Le prince saoudien impliqué : relations internationales perturbées

jeudi 7 mars 2019 5:07

Les détails autour de l’affaire Khashoggi se multiplient, au point d’engendrer une situation de plus en plus complexe en ce qui concerne les relations internationales.  

Mayssa Ferah


Les échos du sordide assassinat de Jamal Khashoggi, journaliste saoudien collaborateur du Washington Post, au moment de son séjour en Turquie ont retenti jusqu’en Amérique du Nord, sombre rappel que la liberté de presse demeure un privilège facile à déstabiliser.  

Il existe un lien tangible entre le vice-premier ministre d’Arabie saoudite Mohammed ben Salmane (MBS) et ce crime, ce qui suscite un grand nombre de réflexions quant au dilemme éthique que représente le partenariat entre les démocraties occidentales et le royaume du pétrole.  

Les alliances entre les pays occidentaux et la famille royale saoudienne sont d’abord et avant tout chapeautées par des intérêts économiques. Dans le cas des relations américano-saoudiennes, «les États-Unis ont tous les outils en main pour commander: l’économie saoudienne dépend du pétrole et reste peu diversifiée malgré les efforts de MBS», a déclaré au New York Times l’historienne spécialiste de l’industrie énergétique et de la présence occidentale au Moyen-Orient, Ellen R. Ward.

Les pays occidentaux voient en Mohammed ben Salmane une jeune tête couronnée incarnant le changement et la modernisation, et ce, malgré ses politiques répressives limitant la liberté d’expression, le non-respect des droits de la personne, son jeu politique visant à piéger le Qatar ainsi que l’extrême violence de la guerre au Yémen qu’il chapeaute.
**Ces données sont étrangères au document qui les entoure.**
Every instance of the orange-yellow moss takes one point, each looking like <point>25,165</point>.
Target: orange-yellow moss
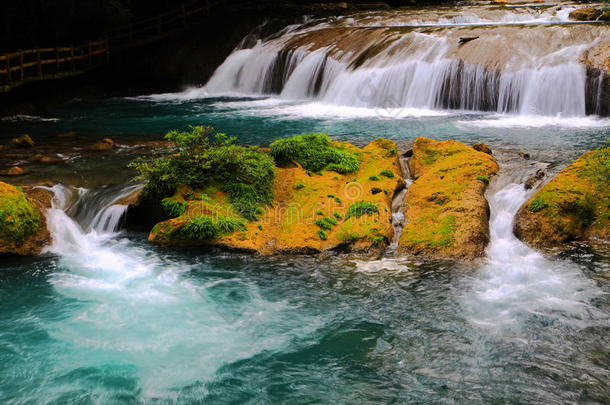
<point>446,212</point>
<point>288,225</point>
<point>575,205</point>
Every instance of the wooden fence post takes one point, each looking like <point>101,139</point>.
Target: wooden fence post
<point>7,66</point>
<point>39,63</point>
<point>72,57</point>
<point>21,63</point>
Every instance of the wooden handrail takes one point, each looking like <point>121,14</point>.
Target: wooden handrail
<point>69,60</point>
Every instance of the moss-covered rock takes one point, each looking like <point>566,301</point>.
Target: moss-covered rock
<point>310,212</point>
<point>573,206</point>
<point>446,212</point>
<point>23,228</point>
<point>588,14</point>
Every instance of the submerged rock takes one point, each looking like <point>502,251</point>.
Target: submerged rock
<point>23,229</point>
<point>446,213</point>
<point>311,212</point>
<point>23,141</point>
<point>14,171</point>
<point>481,147</point>
<point>574,206</point>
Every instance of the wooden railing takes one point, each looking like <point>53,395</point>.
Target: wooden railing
<point>51,63</point>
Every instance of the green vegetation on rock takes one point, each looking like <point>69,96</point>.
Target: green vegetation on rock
<point>206,227</point>
<point>315,153</point>
<point>201,158</point>
<point>173,208</point>
<point>19,217</point>
<point>360,208</point>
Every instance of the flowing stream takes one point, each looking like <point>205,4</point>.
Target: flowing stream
<point>105,317</point>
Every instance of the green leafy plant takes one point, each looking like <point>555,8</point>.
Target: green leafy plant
<point>173,208</point>
<point>206,227</point>
<point>483,179</point>
<point>200,158</point>
<point>537,205</point>
<point>361,208</point>
<point>323,224</point>
<point>315,153</point>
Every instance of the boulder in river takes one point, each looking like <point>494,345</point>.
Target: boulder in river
<point>23,141</point>
<point>446,213</point>
<point>573,206</point>
<point>23,229</point>
<point>311,212</point>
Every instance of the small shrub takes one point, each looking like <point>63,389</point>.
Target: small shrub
<point>206,227</point>
<point>537,205</point>
<point>360,208</point>
<point>347,237</point>
<point>330,220</point>
<point>315,153</point>
<point>173,208</point>
<point>483,179</point>
<point>323,224</point>
<point>387,173</point>
<point>201,158</point>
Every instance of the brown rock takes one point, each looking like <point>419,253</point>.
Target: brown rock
<point>15,171</point>
<point>99,147</point>
<point>23,141</point>
<point>481,147</point>
<point>585,14</point>
<point>571,207</point>
<point>531,182</point>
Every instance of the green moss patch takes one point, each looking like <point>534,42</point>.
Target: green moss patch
<point>19,217</point>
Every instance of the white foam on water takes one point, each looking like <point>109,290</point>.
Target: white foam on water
<point>536,121</point>
<point>519,283</point>
<point>136,308</point>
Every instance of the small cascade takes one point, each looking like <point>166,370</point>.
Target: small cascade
<point>78,216</point>
<point>518,282</point>
<point>537,71</point>
<point>398,206</point>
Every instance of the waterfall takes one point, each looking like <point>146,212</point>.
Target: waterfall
<point>387,67</point>
<point>518,282</point>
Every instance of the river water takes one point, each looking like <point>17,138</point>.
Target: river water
<point>104,317</point>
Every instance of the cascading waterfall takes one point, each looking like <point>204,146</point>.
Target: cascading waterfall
<point>518,282</point>
<point>377,67</point>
Les dirigeants saoudiens, quant à eux, ont beaucoup d’investissements et leur économie est étroitement liée aux industries américaines : il serait donc obsolète d’envenimer les relations.

 

Quelle issue pour le prince héritier?

Selon le fondateur et coordonnateur du Groupement interuniversitaire pour l’histoire des relations internationales contemporaines, Samir Saul, il serait surprenant que les pays occidentaux changent de politique à l’égard du pays. L’Arabie saoudite est importante «pour les trois raisons suivantes : le pétrole, les pétrodollars et l’idéologie wahhabite». Le wahhabisme, explique-t-il, est l’une des principales sources du djihadisme, ce qui interpelle les pays de l’Ouest dans l’optique où leur politique à l’égard du Moyen-Orient est interventionniste. «Il faut comprendre que les djihadistes sont les combattants dans les guerres par procuration qu’ont menées les puissances occidentales en Afghanistan, en Libye, en Syrie et ailleurs», poursuit M. Saul.  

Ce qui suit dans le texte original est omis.